- Io non l’avrò detto, ma tu non hai capito!
- Potrò anche non averlo detto, ma tu non mi hai ascoltato!
Due frasi totalmente ridicole, ma che rendono bene l’idea di molti dialoghi a cui mi capita di assistere.
Il principio base è quello di attaccare l’altro, sempre e comunque, e soprattutto se potrebbe aver ragione ed evidenziare un nostro limite o una nostra mancanza.

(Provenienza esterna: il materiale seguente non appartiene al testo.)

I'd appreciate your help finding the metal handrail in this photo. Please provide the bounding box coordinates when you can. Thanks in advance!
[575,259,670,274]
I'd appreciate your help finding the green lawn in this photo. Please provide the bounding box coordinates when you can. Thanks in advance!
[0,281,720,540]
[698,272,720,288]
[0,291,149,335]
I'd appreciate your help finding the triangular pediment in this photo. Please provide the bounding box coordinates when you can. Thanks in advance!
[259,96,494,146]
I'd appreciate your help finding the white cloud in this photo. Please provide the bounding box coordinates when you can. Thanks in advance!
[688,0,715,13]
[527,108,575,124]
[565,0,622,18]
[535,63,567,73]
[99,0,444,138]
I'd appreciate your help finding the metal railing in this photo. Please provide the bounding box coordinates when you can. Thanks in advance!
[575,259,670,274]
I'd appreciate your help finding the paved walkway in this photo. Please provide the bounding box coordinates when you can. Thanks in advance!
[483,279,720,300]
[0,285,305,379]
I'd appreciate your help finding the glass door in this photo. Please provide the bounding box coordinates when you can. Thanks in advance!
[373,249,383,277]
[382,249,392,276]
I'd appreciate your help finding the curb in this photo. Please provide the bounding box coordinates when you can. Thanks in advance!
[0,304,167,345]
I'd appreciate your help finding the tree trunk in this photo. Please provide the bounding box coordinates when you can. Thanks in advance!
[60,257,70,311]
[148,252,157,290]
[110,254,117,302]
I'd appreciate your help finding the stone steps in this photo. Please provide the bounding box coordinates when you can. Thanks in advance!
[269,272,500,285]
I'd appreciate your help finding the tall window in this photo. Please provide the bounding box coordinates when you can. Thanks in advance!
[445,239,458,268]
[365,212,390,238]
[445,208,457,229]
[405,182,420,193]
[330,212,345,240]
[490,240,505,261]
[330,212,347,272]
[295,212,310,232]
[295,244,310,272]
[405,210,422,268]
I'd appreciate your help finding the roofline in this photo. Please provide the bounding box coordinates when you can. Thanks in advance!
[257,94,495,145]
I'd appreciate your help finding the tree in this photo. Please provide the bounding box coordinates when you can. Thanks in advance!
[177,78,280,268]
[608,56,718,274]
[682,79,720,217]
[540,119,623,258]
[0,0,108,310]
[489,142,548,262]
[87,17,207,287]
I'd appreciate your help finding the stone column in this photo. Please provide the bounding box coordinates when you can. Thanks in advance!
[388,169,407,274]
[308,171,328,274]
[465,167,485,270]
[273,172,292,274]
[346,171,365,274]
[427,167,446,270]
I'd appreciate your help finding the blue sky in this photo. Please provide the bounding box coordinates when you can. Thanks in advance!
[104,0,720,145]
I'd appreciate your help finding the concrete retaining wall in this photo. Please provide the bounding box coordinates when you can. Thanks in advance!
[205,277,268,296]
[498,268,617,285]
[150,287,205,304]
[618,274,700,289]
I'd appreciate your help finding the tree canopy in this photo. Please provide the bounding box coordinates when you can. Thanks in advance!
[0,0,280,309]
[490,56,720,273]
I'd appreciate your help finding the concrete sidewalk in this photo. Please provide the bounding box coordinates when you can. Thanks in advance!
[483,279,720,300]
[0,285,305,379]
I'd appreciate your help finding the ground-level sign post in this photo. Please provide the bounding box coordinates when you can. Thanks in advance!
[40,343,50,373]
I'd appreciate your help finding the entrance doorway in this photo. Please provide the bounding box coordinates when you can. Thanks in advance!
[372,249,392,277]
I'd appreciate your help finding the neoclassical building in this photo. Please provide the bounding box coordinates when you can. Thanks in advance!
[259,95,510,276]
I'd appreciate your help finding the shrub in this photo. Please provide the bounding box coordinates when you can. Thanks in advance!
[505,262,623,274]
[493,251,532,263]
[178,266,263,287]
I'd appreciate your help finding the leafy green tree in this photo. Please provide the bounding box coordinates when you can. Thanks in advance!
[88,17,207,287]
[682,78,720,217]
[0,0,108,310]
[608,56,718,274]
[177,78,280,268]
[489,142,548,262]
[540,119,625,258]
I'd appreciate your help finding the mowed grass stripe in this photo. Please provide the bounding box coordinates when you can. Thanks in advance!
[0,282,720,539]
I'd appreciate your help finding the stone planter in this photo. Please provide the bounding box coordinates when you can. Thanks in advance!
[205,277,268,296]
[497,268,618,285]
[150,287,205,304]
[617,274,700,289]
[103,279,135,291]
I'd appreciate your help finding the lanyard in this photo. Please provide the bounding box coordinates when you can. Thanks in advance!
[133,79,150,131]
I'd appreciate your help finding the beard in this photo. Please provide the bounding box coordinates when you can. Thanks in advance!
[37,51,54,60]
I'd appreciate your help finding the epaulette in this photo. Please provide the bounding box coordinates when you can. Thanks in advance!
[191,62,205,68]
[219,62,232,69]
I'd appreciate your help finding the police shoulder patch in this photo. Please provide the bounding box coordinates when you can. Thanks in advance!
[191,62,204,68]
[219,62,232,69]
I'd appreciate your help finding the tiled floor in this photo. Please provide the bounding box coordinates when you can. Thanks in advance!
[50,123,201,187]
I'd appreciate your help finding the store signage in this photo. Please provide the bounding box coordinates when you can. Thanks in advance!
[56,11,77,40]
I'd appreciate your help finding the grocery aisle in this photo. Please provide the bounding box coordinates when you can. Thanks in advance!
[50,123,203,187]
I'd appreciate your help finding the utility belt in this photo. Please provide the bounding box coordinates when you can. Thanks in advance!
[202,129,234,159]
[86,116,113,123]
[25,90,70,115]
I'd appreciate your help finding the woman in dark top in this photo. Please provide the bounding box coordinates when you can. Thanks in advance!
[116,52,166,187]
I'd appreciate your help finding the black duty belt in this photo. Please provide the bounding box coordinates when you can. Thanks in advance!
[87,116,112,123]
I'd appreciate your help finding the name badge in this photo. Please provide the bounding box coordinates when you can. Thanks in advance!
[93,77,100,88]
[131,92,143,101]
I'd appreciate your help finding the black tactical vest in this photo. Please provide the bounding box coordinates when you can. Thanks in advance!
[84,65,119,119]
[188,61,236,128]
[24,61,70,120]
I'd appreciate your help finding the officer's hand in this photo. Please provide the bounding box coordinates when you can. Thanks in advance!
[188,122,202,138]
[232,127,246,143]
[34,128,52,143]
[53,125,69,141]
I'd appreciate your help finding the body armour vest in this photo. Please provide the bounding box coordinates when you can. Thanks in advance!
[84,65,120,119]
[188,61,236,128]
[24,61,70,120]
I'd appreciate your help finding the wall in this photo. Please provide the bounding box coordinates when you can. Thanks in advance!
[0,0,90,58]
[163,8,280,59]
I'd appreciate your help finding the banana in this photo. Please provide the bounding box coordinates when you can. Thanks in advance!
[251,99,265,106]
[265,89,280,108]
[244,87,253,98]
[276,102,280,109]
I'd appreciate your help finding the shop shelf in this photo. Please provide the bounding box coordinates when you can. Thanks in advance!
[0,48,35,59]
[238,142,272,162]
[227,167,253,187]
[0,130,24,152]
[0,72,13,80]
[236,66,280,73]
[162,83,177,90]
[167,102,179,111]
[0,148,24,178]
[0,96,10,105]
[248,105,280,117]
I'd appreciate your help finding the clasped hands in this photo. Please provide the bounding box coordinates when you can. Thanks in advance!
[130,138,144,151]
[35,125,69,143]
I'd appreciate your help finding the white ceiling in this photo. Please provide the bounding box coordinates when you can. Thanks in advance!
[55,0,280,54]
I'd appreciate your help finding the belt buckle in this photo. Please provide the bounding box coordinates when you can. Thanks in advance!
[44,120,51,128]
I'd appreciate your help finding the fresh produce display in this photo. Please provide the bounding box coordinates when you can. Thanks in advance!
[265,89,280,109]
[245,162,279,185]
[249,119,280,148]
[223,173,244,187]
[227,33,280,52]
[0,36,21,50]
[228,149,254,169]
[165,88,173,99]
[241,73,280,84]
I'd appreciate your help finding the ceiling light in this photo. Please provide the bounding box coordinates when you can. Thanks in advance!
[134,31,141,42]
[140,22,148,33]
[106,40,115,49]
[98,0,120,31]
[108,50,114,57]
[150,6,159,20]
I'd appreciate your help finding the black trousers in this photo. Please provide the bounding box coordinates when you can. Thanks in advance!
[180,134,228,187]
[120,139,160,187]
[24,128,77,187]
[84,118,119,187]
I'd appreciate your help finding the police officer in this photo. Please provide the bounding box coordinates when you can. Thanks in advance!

La comunicazione è strapiena di situazioni di questo tipo: in famiglia, sul lavoro, nelle più disparate realtà quotidiane e, ovviamente, in ciò che vediamo alla televisione.
A volte questo avviene come risposta di reali attacchi: tu non l’hai detto! Con tono aggressivo e sguardo torvo, ma talvolta gli attacchi non sono reali, ma solo immaginati.
È facile divagare sul malcostume e la maleducazione dilagante, ma forse c’è di più.
Siamo in guerra, quotidianamente, con noi stessi e con il nostro prossimo.
A volte siamo davanti ad attacchi preventivi: la miglior difesa è l’attacco è un proverbio che sento citare un po’ troppo spesso.
Il guaio è che passiamo talmente tanto tempo a cercare i colpevoli, di qualunque cosa, purché non siamo noi, da perdere di vista i problemi e le loro possibili soluzioni.
Se, soprattutto negli ambienti di lavoro, si dedicasse alla soluzione dei problemi il 50% del tempo che si trascorre nella ricerca del colpevole, i problemi si ridurrebbero drasticamente.
Ma purtroppo questo accade anche tra medico e paziente.
Non ho soluzioni universali, ma posso darvi un suggerimento pratico: prima di affrontare un dialogo importante, fate un elenco delle cose che volete sapere, o che volete dire, e non terminate la conversazione se non avete avuto una risposta chiara e comprensibile a tutte le vostre domande, o la sicurezza che l'altro ha compreso pienamente ciò che volevate dire.
È un metodo un po’ burocratico, ma a volte indispensabile!